The CMBS Market Reacts to Suboptimal Market Conditions
Higher interest rates, decreased demand in the office sector and a rise in defaults have put the brakes on the CMBS market. Bloomberg reports that only about $4.27 billion in commercial mortgage bonds have been issued so far this year, down from $29.38 billion at this same point last year (data based on deals without government backing).

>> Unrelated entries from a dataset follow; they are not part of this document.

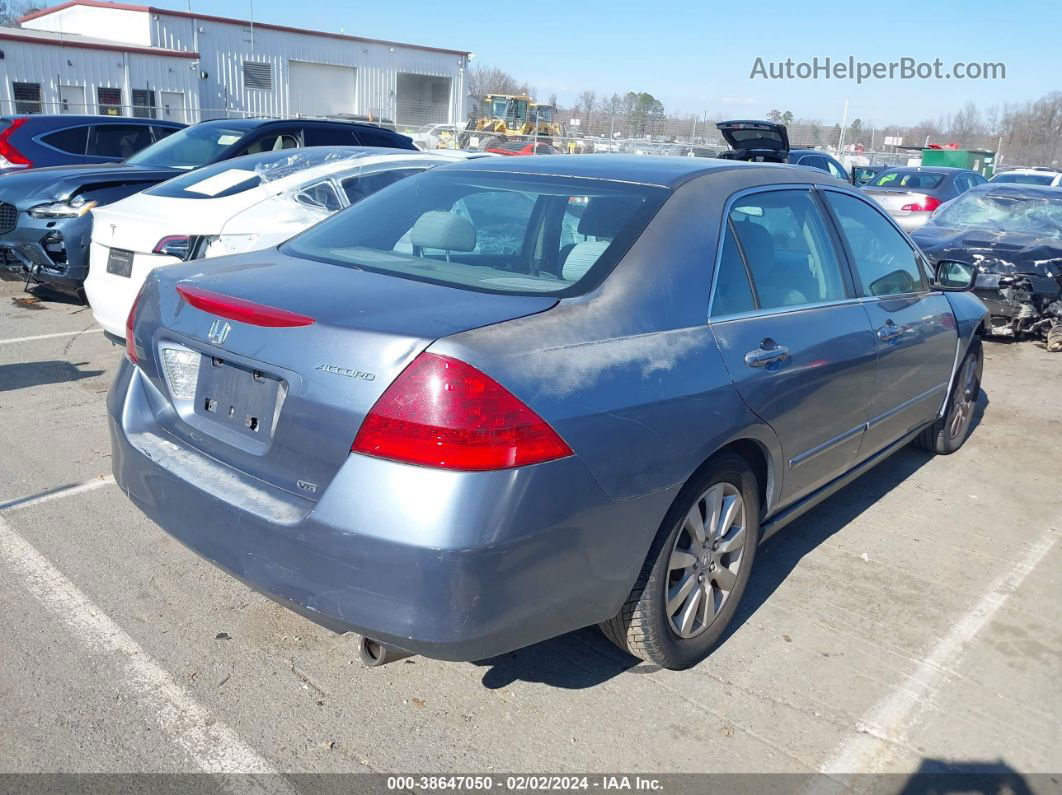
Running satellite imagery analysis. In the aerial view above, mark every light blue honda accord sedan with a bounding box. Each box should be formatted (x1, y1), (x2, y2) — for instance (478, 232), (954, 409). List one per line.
(108, 155), (984, 669)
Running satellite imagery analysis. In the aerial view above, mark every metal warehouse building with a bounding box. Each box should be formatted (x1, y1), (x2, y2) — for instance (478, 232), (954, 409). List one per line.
(0, 0), (468, 126)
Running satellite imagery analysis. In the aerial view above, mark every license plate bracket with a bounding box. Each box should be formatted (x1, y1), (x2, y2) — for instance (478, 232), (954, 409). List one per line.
(195, 356), (282, 442)
(107, 248), (133, 278)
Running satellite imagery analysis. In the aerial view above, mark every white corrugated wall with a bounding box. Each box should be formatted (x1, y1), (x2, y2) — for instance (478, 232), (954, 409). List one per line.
(152, 13), (463, 122)
(0, 39), (200, 120)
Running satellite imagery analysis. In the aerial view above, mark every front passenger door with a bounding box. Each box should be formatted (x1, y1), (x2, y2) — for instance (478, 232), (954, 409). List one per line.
(823, 190), (958, 457)
(709, 189), (875, 504)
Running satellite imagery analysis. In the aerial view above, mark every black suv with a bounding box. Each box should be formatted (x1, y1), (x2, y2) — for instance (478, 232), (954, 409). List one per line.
(0, 114), (185, 174)
(0, 119), (416, 295)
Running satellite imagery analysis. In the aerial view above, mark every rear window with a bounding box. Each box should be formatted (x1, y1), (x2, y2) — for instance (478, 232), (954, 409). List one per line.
(871, 171), (944, 190)
(40, 124), (88, 155)
(932, 191), (1062, 240)
(282, 169), (669, 296)
(127, 124), (246, 169)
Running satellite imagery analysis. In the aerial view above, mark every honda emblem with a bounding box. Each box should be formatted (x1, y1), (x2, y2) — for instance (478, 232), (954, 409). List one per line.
(206, 321), (233, 345)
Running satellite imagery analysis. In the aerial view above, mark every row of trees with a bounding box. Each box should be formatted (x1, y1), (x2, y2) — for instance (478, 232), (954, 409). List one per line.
(468, 65), (1062, 165)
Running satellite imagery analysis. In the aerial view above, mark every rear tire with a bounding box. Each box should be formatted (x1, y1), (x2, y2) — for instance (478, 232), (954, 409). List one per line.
(914, 338), (984, 455)
(600, 453), (759, 670)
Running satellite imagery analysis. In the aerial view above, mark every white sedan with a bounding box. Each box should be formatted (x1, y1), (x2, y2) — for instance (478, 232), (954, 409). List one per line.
(85, 146), (483, 339)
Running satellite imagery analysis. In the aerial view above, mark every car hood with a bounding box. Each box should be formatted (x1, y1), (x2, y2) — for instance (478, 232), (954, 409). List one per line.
(0, 162), (183, 208)
(911, 224), (1062, 279)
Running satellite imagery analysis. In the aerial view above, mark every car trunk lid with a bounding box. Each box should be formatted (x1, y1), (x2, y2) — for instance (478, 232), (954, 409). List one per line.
(137, 250), (556, 499)
(863, 188), (927, 215)
(716, 120), (789, 162)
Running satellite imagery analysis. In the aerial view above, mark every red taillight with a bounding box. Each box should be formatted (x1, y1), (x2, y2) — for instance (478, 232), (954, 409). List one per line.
(125, 290), (143, 364)
(0, 118), (33, 169)
(900, 196), (941, 212)
(177, 284), (315, 328)
(151, 235), (192, 259)
(350, 353), (571, 471)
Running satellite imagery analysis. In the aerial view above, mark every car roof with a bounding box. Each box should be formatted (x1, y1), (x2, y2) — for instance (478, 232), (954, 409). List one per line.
(433, 154), (773, 188)
(963, 183), (1062, 202)
(0, 114), (187, 127)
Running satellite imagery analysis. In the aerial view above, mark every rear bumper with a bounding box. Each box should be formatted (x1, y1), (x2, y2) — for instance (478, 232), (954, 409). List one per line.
(108, 362), (673, 660)
(0, 211), (92, 290)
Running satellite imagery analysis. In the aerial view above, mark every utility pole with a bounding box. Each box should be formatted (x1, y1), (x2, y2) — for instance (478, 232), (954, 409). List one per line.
(837, 97), (849, 157)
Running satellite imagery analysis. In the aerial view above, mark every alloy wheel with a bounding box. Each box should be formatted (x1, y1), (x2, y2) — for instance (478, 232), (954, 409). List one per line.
(664, 481), (746, 638)
(947, 356), (978, 439)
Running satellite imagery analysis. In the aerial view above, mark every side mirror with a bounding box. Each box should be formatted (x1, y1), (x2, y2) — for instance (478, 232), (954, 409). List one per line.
(936, 259), (977, 291)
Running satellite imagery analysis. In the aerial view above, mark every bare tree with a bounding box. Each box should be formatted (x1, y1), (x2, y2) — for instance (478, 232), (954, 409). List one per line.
(579, 88), (597, 129)
(0, 0), (45, 28)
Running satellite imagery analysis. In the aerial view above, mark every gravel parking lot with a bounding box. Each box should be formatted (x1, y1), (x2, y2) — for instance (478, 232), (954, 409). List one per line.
(0, 281), (1062, 789)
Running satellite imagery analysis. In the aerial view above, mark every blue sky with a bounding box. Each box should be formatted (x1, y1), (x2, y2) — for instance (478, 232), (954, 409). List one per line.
(154, 0), (1062, 124)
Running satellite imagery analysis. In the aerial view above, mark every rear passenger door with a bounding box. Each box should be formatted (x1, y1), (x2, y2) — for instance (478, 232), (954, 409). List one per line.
(234, 127), (303, 157)
(709, 187), (875, 503)
(304, 124), (358, 146)
(822, 189), (958, 457)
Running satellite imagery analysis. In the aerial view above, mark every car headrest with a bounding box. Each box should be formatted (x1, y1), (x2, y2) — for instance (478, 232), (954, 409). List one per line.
(579, 196), (641, 238)
(734, 221), (774, 265)
(410, 210), (476, 252)
(561, 240), (612, 281)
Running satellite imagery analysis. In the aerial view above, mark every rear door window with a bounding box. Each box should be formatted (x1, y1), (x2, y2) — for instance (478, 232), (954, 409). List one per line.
(237, 131), (299, 155)
(825, 191), (928, 296)
(151, 126), (179, 141)
(730, 190), (846, 309)
(355, 127), (397, 146)
(40, 124), (88, 155)
(305, 126), (358, 146)
(822, 157), (849, 182)
(295, 179), (343, 212)
(88, 124), (153, 160)
(712, 224), (756, 317)
(284, 169), (669, 295)
(340, 168), (424, 204)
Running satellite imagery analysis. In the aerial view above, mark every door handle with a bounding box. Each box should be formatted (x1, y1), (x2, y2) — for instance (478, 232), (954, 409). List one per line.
(744, 338), (789, 369)
(877, 321), (904, 342)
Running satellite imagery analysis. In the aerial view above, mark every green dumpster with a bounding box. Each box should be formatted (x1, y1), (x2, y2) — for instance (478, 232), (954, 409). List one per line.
(922, 149), (995, 179)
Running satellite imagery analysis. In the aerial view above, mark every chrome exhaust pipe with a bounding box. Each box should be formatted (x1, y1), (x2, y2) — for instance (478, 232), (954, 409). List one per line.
(358, 635), (413, 668)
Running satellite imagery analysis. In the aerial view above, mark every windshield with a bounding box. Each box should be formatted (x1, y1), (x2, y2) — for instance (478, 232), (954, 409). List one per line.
(932, 193), (1062, 240)
(871, 171), (944, 190)
(125, 124), (246, 169)
(282, 169), (669, 295)
(989, 172), (1055, 185)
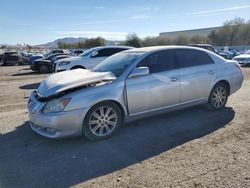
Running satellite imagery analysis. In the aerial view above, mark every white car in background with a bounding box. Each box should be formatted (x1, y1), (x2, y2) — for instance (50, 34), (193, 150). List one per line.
(54, 46), (132, 72)
(233, 50), (250, 65)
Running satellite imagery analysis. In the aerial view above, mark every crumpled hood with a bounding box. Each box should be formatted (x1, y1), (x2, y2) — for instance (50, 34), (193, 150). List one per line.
(55, 56), (83, 63)
(38, 69), (116, 98)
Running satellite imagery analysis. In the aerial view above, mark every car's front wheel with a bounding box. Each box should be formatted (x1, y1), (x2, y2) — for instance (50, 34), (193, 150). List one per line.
(83, 101), (122, 141)
(208, 83), (229, 110)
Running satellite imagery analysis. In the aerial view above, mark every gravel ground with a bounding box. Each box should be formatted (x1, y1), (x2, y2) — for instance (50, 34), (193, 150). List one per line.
(0, 66), (250, 188)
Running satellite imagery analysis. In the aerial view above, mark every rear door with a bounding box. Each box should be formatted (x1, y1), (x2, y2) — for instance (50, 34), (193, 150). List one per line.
(176, 49), (216, 103)
(126, 50), (180, 115)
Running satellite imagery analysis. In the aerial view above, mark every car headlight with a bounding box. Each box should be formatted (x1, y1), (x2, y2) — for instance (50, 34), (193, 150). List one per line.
(59, 61), (70, 66)
(42, 98), (71, 113)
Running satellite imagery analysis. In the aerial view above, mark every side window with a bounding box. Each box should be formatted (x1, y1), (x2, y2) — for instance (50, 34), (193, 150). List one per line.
(137, 50), (176, 73)
(177, 49), (214, 68)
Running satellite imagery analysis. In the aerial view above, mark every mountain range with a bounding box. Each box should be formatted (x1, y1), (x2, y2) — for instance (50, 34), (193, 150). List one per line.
(36, 37), (87, 48)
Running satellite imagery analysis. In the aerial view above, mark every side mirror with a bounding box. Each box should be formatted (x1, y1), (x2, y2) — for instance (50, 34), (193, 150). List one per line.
(129, 67), (149, 78)
(91, 51), (98, 57)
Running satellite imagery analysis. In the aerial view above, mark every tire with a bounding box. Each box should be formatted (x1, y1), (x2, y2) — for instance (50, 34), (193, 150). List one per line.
(83, 101), (122, 141)
(207, 83), (229, 110)
(38, 65), (49, 74)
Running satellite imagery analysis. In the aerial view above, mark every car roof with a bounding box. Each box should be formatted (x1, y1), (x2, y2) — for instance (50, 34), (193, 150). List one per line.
(127, 45), (211, 53)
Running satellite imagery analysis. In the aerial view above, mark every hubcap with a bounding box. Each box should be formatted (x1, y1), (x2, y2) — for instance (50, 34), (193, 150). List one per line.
(89, 106), (117, 136)
(212, 87), (227, 108)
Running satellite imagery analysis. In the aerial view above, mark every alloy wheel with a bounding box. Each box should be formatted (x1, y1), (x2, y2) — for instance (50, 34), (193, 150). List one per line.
(89, 106), (118, 137)
(211, 86), (227, 108)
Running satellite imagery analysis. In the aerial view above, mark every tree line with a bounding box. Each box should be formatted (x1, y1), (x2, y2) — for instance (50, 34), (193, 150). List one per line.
(58, 17), (250, 48)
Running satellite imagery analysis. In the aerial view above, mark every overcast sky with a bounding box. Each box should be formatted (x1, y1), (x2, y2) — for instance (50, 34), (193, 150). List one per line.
(0, 0), (250, 44)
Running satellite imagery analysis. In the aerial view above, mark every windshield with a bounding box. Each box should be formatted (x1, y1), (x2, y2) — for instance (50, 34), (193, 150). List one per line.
(79, 48), (97, 57)
(92, 52), (144, 77)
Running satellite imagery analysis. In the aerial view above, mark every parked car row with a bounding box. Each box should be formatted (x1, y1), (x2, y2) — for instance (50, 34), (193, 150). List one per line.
(27, 46), (243, 140)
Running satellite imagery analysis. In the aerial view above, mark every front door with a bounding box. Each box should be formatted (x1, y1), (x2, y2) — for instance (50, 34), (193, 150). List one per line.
(126, 50), (180, 115)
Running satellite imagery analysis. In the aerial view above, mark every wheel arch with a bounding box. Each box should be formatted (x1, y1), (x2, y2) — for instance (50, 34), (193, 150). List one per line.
(85, 99), (126, 122)
(214, 79), (231, 94)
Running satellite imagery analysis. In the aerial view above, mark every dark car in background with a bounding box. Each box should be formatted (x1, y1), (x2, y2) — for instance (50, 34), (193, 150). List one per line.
(3, 51), (20, 66)
(30, 54), (71, 73)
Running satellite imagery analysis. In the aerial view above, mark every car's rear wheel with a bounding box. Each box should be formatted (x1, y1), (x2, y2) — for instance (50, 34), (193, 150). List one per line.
(83, 101), (122, 141)
(208, 83), (229, 110)
(39, 65), (49, 74)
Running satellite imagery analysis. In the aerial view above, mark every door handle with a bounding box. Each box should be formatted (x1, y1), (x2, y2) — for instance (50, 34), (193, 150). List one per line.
(208, 70), (214, 74)
(170, 77), (177, 82)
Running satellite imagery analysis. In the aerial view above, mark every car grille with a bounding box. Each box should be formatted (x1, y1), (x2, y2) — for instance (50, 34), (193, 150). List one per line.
(28, 99), (39, 113)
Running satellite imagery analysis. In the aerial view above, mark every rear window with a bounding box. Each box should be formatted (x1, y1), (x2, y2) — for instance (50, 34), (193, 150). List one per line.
(176, 49), (214, 68)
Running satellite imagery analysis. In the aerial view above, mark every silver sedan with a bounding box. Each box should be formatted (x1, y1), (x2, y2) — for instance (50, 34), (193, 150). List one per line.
(28, 46), (243, 140)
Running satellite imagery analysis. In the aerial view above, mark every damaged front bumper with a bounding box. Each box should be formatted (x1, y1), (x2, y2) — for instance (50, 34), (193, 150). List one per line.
(28, 93), (88, 138)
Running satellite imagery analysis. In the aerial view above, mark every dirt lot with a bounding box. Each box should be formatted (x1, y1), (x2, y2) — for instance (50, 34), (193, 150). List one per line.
(0, 66), (250, 188)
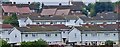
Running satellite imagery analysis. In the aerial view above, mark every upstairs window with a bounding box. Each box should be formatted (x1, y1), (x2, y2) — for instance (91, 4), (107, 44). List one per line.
(85, 34), (87, 36)
(105, 33), (110, 36)
(15, 35), (17, 38)
(55, 34), (57, 36)
(25, 34), (28, 37)
(75, 33), (77, 38)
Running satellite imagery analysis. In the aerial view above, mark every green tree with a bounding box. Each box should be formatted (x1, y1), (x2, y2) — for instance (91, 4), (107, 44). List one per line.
(0, 39), (10, 47)
(95, 2), (114, 13)
(20, 39), (48, 47)
(3, 14), (19, 26)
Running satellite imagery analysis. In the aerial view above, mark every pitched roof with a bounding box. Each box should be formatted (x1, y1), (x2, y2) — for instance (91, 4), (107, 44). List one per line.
(41, 8), (57, 15)
(2, 6), (19, 13)
(76, 24), (118, 31)
(17, 25), (68, 32)
(64, 15), (79, 20)
(29, 16), (65, 21)
(43, 5), (71, 9)
(18, 7), (30, 13)
(93, 12), (118, 20)
(55, 9), (70, 15)
(80, 12), (120, 22)
(2, 4), (30, 14)
(0, 24), (13, 28)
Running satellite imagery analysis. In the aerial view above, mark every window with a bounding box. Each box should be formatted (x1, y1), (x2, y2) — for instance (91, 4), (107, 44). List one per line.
(41, 22), (45, 24)
(53, 22), (57, 24)
(46, 34), (51, 37)
(50, 22), (53, 24)
(67, 20), (70, 22)
(15, 35), (17, 38)
(37, 22), (40, 24)
(55, 34), (57, 36)
(25, 34), (28, 37)
(113, 34), (116, 36)
(74, 20), (77, 23)
(60, 22), (62, 24)
(6, 38), (9, 41)
(91, 33), (97, 36)
(85, 34), (87, 36)
(32, 34), (35, 37)
(105, 33), (109, 36)
(63, 31), (65, 33)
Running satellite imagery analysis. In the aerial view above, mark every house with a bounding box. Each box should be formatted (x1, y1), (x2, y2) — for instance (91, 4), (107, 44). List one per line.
(64, 15), (84, 26)
(9, 25), (70, 45)
(18, 16), (66, 27)
(41, 8), (70, 15)
(17, 14), (84, 27)
(2, 3), (31, 16)
(80, 12), (119, 24)
(43, 1), (85, 15)
(69, 24), (119, 45)
(0, 24), (13, 41)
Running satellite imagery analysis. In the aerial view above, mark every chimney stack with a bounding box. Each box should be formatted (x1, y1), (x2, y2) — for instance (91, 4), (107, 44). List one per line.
(13, 2), (16, 4)
(28, 2), (30, 5)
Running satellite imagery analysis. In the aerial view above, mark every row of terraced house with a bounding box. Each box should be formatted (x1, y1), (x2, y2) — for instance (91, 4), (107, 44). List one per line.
(0, 1), (120, 45)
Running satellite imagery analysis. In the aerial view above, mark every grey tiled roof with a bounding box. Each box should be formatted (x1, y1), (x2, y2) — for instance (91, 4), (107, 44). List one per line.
(76, 24), (118, 31)
(16, 25), (70, 32)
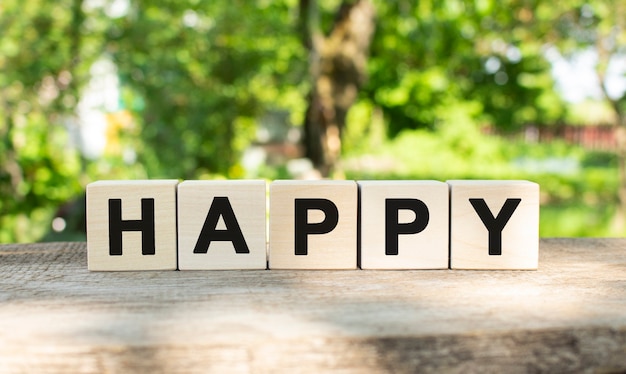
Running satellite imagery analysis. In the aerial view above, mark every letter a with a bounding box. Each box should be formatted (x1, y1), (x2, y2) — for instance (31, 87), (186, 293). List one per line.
(193, 196), (250, 253)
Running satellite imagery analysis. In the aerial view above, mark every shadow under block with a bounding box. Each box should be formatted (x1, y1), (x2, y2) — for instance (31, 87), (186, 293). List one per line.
(448, 180), (539, 270)
(269, 180), (358, 269)
(87, 180), (178, 271)
(357, 181), (449, 269)
(178, 180), (267, 270)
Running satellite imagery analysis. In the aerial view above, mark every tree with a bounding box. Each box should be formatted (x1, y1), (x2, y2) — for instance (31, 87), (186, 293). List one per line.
(300, 0), (375, 176)
(364, 0), (564, 136)
(107, 0), (308, 179)
(549, 0), (626, 233)
(0, 0), (97, 242)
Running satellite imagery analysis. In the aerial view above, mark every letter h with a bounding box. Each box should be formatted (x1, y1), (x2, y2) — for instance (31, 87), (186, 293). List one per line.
(109, 199), (155, 256)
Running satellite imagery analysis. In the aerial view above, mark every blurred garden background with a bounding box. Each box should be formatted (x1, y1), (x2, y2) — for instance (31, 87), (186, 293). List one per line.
(0, 0), (626, 243)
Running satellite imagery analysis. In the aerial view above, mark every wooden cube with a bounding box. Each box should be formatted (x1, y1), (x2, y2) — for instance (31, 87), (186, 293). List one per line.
(269, 180), (358, 269)
(448, 180), (539, 269)
(178, 180), (267, 270)
(358, 180), (449, 269)
(87, 180), (178, 271)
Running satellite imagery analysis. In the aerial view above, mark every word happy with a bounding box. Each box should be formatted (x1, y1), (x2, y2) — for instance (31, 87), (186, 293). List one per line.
(87, 180), (539, 271)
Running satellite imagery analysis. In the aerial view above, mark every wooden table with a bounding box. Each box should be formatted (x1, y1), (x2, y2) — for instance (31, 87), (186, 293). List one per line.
(0, 239), (626, 373)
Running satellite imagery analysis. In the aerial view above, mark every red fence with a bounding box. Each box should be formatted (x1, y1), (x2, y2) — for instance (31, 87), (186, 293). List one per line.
(488, 125), (617, 151)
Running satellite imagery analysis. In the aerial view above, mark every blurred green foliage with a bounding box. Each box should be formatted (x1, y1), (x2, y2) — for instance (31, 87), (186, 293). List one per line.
(0, 0), (621, 242)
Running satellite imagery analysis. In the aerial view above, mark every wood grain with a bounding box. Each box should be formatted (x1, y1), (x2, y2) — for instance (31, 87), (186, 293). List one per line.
(0, 239), (626, 373)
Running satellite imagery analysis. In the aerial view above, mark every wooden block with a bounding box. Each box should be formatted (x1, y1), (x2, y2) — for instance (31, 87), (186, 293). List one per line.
(448, 180), (539, 269)
(269, 181), (358, 269)
(358, 180), (449, 269)
(87, 180), (178, 271)
(178, 180), (267, 270)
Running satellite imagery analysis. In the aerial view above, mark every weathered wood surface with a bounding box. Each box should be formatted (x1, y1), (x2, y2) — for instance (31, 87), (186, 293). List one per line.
(0, 239), (626, 373)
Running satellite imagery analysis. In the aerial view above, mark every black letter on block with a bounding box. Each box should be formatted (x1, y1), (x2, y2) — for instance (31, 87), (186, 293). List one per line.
(295, 199), (339, 256)
(193, 196), (250, 253)
(470, 199), (522, 256)
(109, 199), (155, 256)
(385, 199), (430, 256)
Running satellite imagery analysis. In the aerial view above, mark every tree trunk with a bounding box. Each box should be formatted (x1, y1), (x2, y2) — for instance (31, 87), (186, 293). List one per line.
(300, 0), (375, 177)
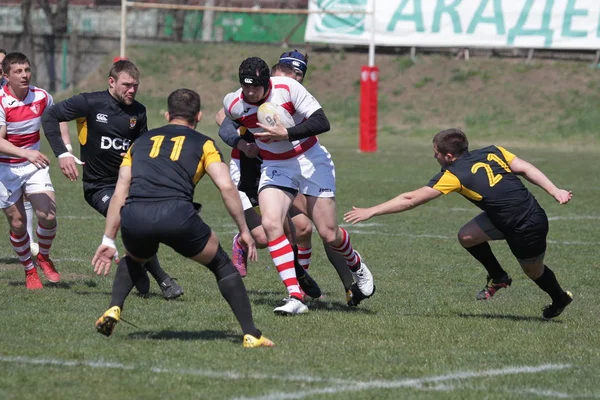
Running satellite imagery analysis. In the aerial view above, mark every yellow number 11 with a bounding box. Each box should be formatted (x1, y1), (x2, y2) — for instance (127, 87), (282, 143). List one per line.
(150, 135), (185, 161)
(471, 153), (510, 187)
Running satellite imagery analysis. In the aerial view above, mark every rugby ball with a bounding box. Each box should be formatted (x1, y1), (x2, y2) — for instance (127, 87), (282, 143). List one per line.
(256, 102), (296, 128)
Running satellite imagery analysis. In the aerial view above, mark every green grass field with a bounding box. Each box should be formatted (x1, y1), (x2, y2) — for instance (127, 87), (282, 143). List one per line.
(0, 42), (600, 399)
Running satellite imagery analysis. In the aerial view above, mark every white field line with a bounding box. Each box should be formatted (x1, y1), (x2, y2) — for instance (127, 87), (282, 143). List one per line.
(0, 355), (354, 386)
(56, 214), (104, 220)
(234, 364), (571, 400)
(0, 252), (92, 265)
(548, 215), (600, 221)
(0, 355), (580, 400)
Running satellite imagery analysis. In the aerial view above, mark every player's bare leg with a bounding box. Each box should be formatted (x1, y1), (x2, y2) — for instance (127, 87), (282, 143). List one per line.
(28, 192), (60, 282)
(258, 187), (308, 315)
(306, 196), (375, 297)
(3, 197), (43, 290)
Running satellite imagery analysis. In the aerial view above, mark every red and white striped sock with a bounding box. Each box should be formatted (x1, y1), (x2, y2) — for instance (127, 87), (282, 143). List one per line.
(331, 228), (360, 271)
(298, 246), (312, 271)
(35, 224), (56, 260)
(269, 235), (302, 299)
(10, 232), (34, 271)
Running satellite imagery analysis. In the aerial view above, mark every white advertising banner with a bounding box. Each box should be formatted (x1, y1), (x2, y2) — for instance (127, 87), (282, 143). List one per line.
(305, 0), (600, 49)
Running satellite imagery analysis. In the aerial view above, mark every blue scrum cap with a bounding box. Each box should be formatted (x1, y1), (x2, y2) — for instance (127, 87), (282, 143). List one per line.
(279, 49), (308, 75)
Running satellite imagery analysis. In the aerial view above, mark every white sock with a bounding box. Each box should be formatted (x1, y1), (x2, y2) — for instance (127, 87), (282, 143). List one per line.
(23, 200), (33, 243)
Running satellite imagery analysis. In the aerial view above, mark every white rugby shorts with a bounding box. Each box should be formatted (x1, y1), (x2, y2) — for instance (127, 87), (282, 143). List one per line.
(258, 143), (335, 197)
(229, 158), (252, 211)
(0, 163), (54, 208)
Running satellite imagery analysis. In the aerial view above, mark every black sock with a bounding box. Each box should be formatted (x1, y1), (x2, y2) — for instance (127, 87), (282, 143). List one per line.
(323, 243), (354, 290)
(465, 242), (506, 279)
(533, 265), (564, 303)
(218, 272), (262, 338)
(109, 256), (145, 310)
(144, 255), (170, 285)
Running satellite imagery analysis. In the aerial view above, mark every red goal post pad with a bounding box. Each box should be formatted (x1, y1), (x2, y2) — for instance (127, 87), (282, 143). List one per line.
(359, 65), (379, 152)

Fitch Ratings’ U.S. CMBS delinquency rate increased three bps to 1.85 percent in January 2023 from 1.82 percent in December 2022. Pursuant to an SEC filing, subsidiaries of the fund Brookfield DTLA Fund Office Trust Investor have defaulted on loans for the Los Angeles Gas Company Tower (555 West 5th Street) and 777 Tower (777 South Figueroa Street). On the right coast, after spending $104M on purchase $45M on renovation, Related Fund Management and BentallGreenOak (BGO) have agreed to a deed-in-lieu-of-foreclosure arrangement with their lender for The Point LIC, a two-building office complex in Long Island City, according to GlobeSt.com.
The horizon does not look too attractive. According to S&P (citing data from DBRS Morningstar), around $30 billion worth CMBS loans tied to roughly 400 commercial properties in Los Angeles and Orange counties in California will come due by the end of 2023, with only about $3.5 billion of the total already paid back.